Remember the good ol’ days? Miley’s scandalous double-life drama, Zack and Cody’s hotel dilemmas and Raven’s future vision powers? Of course, how could one forget what then seemed to be the everlasting epitome of the Disney Channel. Great acting, great humor, great plots, great life lessons. But just like any other plateau, the Disney Channel experienced a sudden and unexpected drop in terms of… everything.
Let’s first reminisce and bask in the greatness of some of the Disney Channel’s early 2000’s hits. Though most don’t have a twin, a secret identity or visions of the future, many do face the everyday problems that were featured in the shows.
“Hannah Montana”: A normal country schoolgirl by day, teen popstar sensation by night. The show is based around the life of the main character Miley Stewart (Miley Cyrus) and her friends and family.
Miley might seem like an “unrelatable” girl who has the best of both worlds, but aside from her constant paranoia about her secret getting out, she faced normal problems.
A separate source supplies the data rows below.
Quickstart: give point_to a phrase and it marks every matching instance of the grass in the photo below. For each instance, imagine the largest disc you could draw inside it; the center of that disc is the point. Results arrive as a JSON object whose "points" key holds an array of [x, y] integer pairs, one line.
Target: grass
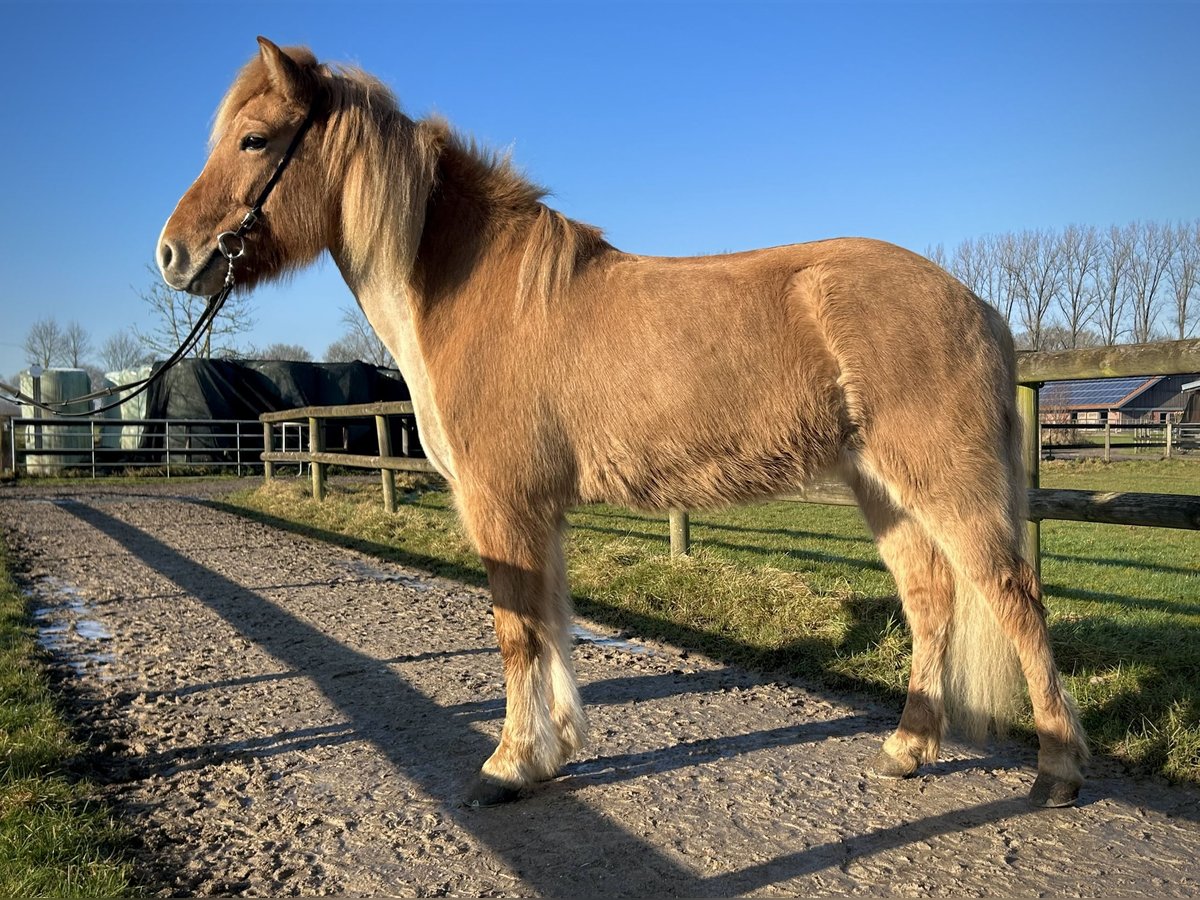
{"points": [[799, 589], [55, 839]]}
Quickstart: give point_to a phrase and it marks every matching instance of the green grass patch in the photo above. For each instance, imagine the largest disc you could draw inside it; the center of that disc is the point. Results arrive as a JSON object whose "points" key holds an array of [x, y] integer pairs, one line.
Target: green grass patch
{"points": [[55, 839], [799, 589]]}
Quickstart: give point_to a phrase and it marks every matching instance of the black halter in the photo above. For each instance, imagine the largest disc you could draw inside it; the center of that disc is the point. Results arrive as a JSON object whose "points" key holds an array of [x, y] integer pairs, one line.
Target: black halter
{"points": [[226, 249]]}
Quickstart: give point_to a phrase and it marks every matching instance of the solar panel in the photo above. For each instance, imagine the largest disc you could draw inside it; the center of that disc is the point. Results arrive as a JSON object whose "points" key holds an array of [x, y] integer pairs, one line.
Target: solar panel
{"points": [[1090, 391]]}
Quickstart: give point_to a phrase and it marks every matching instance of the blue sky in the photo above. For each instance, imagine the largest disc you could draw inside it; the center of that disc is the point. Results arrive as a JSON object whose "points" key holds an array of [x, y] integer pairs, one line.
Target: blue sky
{"points": [[678, 127]]}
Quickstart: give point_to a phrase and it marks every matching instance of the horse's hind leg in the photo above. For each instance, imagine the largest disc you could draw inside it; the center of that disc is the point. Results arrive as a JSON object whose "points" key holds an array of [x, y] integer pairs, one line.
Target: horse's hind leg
{"points": [[543, 717], [984, 553], [975, 517], [927, 593]]}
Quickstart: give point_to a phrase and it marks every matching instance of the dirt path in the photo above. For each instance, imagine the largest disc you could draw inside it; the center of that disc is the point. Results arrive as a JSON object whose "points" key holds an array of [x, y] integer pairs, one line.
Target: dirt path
{"points": [[276, 715]]}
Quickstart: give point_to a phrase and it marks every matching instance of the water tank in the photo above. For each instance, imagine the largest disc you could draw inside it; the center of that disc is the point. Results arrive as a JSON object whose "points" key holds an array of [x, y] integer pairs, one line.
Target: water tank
{"points": [[136, 408], [57, 385]]}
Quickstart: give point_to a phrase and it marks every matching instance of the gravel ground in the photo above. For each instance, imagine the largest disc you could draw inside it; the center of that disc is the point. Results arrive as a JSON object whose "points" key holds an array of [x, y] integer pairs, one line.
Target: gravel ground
{"points": [[275, 715]]}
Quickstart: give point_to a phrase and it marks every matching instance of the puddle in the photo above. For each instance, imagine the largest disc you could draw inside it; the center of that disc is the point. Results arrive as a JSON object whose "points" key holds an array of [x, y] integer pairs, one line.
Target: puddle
{"points": [[586, 635], [65, 623]]}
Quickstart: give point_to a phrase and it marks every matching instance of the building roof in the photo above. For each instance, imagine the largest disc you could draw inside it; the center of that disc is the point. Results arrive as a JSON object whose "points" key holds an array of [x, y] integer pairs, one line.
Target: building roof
{"points": [[1093, 393]]}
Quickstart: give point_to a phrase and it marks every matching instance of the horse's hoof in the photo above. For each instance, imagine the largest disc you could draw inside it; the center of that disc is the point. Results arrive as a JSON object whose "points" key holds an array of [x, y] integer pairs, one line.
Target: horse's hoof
{"points": [[1050, 791], [489, 791], [885, 763]]}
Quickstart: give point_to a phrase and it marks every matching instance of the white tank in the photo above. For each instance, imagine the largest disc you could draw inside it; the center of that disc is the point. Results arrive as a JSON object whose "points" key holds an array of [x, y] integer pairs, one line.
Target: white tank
{"points": [[58, 384], [136, 408]]}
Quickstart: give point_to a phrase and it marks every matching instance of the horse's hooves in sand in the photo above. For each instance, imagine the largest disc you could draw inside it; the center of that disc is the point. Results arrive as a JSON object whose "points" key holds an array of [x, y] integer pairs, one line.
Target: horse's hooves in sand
{"points": [[888, 766], [1050, 791], [491, 792]]}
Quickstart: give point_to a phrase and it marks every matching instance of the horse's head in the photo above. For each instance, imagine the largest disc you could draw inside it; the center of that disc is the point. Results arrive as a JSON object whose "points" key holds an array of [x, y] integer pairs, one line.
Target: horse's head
{"points": [[256, 124]]}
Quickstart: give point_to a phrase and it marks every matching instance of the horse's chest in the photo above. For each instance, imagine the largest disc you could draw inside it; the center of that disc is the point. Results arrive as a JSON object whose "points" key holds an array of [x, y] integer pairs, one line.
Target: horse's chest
{"points": [[400, 336]]}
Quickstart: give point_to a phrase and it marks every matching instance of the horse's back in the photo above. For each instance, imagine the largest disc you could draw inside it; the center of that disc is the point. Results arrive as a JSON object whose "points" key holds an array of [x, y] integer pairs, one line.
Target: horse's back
{"points": [[712, 379]]}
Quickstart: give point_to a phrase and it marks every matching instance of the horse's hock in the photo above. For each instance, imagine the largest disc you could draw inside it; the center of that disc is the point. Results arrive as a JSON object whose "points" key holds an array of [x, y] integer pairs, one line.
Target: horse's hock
{"points": [[279, 715]]}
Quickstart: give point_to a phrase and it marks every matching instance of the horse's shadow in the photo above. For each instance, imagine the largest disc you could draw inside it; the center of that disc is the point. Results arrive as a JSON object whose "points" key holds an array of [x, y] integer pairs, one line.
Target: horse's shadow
{"points": [[429, 744]]}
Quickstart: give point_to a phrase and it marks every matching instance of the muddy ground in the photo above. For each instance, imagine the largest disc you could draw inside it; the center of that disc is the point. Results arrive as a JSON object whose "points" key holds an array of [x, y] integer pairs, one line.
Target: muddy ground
{"points": [[275, 715]]}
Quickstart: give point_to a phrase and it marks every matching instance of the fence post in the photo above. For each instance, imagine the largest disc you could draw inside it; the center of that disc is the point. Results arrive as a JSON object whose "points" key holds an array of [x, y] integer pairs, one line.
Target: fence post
{"points": [[268, 447], [1031, 447], [681, 533], [316, 445], [388, 475]]}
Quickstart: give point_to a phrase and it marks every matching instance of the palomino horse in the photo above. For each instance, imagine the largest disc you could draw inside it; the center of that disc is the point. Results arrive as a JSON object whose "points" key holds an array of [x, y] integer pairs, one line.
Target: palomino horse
{"points": [[549, 369]]}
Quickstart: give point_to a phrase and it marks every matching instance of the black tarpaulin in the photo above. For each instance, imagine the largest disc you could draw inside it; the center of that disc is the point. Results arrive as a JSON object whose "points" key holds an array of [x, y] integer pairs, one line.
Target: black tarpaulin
{"points": [[220, 389]]}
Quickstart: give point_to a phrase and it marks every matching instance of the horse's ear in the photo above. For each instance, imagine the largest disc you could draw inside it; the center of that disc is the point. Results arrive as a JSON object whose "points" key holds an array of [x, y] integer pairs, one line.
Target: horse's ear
{"points": [[283, 72]]}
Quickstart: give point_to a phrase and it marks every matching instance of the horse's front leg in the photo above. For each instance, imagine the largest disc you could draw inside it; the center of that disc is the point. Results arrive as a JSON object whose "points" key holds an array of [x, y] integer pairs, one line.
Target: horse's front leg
{"points": [[544, 723]]}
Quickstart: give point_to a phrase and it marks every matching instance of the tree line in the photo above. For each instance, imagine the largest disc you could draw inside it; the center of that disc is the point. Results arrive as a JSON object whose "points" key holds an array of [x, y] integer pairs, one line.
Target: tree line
{"points": [[1084, 286]]}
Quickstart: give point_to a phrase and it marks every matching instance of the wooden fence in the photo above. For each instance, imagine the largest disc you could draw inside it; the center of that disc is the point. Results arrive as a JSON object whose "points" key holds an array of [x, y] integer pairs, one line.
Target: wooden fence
{"points": [[1033, 370]]}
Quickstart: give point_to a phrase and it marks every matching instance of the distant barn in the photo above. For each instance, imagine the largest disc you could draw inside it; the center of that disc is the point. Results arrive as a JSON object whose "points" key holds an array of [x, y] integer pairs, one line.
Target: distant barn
{"points": [[1121, 401]]}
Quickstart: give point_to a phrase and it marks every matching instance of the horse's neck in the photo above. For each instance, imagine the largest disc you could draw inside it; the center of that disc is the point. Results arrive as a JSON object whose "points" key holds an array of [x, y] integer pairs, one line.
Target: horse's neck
{"points": [[402, 298]]}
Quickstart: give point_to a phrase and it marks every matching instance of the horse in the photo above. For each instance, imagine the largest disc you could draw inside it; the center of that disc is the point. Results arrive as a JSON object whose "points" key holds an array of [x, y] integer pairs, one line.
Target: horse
{"points": [[549, 369]]}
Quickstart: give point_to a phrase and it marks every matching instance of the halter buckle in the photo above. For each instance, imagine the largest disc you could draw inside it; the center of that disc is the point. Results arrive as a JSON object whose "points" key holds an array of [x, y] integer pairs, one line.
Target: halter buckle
{"points": [[226, 251]]}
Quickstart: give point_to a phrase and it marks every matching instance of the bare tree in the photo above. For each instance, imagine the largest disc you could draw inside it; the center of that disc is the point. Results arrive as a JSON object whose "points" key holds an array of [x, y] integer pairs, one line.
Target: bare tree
{"points": [[1113, 281], [174, 313], [360, 342], [123, 351], [77, 345], [1147, 268], [1078, 299], [45, 343], [287, 352], [1037, 274], [1183, 274]]}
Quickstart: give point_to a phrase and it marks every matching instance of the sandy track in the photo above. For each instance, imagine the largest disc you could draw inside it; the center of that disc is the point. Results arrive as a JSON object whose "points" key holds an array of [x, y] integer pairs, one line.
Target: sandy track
{"points": [[277, 715]]}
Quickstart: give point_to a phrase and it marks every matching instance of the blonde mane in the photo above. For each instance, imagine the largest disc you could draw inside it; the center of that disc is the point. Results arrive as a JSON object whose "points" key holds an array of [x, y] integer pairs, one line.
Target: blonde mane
{"points": [[389, 166]]}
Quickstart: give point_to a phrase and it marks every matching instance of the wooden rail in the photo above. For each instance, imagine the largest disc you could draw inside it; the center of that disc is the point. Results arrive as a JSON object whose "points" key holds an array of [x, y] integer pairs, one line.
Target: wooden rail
{"points": [[1033, 369]]}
The show taught viewers about the importance of family, even with constant sibling rivalries and father-daughter situations. And let’s not forget the lessons of how to be a true friend, there’s even a song about it.
“Thats So Raven”: A curvy girl named Raven Baxter (Raven Simone) looked up at a comet and gained the power to occasionally get visions of the future. Now she goes about her days in high school with her best friends, using her powers to somehow get them in and out of trouble.
Aside from the usual friendship, family and boy drama that seemed to be a common occurrence in the show, Raven’s issues dwelled deeper than just that. The show indulged into touchy subjects such as racism, body image and self-confidence.
“Suite Life of Zack and Cody”: Two blonde twins who seemed to make it their job to unintentionally cause trouble in the Tipton Hotel shared some of their mistakes and hilarious moments with their friends and hotel employees.
This comedy-filled show expressed not just how to love that one annoying sibling, but also how to live happily with divorced parents. And the most recurrent: consequences. Two little twin blonde boys in a hotel, it’s trouble waiting to happen. Zack (Dylan Sprouse) and Cody (Cole Sprouse) always found themselves in a predicament and were disciplined with the right punishment, teaching kids right from wrong.
And now to submerge into the topic of the current disappointment. The shows nowadays are night and day compared to the classics. Their plots are copy-and-paste identical. It’s almost always about some skinny kids, who are in desperate need of an attitude adjustment, with problems almost always revolving over the desire to be famous. Take “Shake It Up”, “A.N.T. Farm” and “Jessie” for example.
Those are just a few top-notch examples of terrible comedy. In each TV show, the humor is tacky and makes the viewers who have experienced decent shows express a torturous groan.
Unlike those on the old Disney Channel, the main characters are certainly not people a child should look up to. Both Cece (Bella Thorne) and Rocky (Zendaya Coleman) are bland teenagers with no character development. Also, they’re way too skinny. Unlike the old TV shows, such as “Thats So Raven”, these girls need to put some meat on those bones and stop setting an unrealistic expectation for children.
And speaking of unrealistic expectations, “A.N.T. Farm” is a show about middle school prodigies who are sent to learn in high school. Imagine a kid with no special talent watching a show that portrays some kind of incredible modern Picasso. Most would feel bad about themselves already, why would they need a TV show to add to the lack of self-confidence?
Not only are reviews reflecting a low-level of liking for the new shows, the audience appears to be too. “Shake It Up”’s most viewed episode reached 6.2 million people, while Hannah Montana grossed 7.6 million, landsliding with more than a million compared to the new show.
Okay, Disney Channel, everyone needs a break now and then, but it’s time to step up. Enough of the fun and games, just sit down and make a TV show that won’t cause viewers to moan in despair. Bring back the positive messages. Bring back the knee-slapping humour. Bring back the grasping plots. Bring back the magic.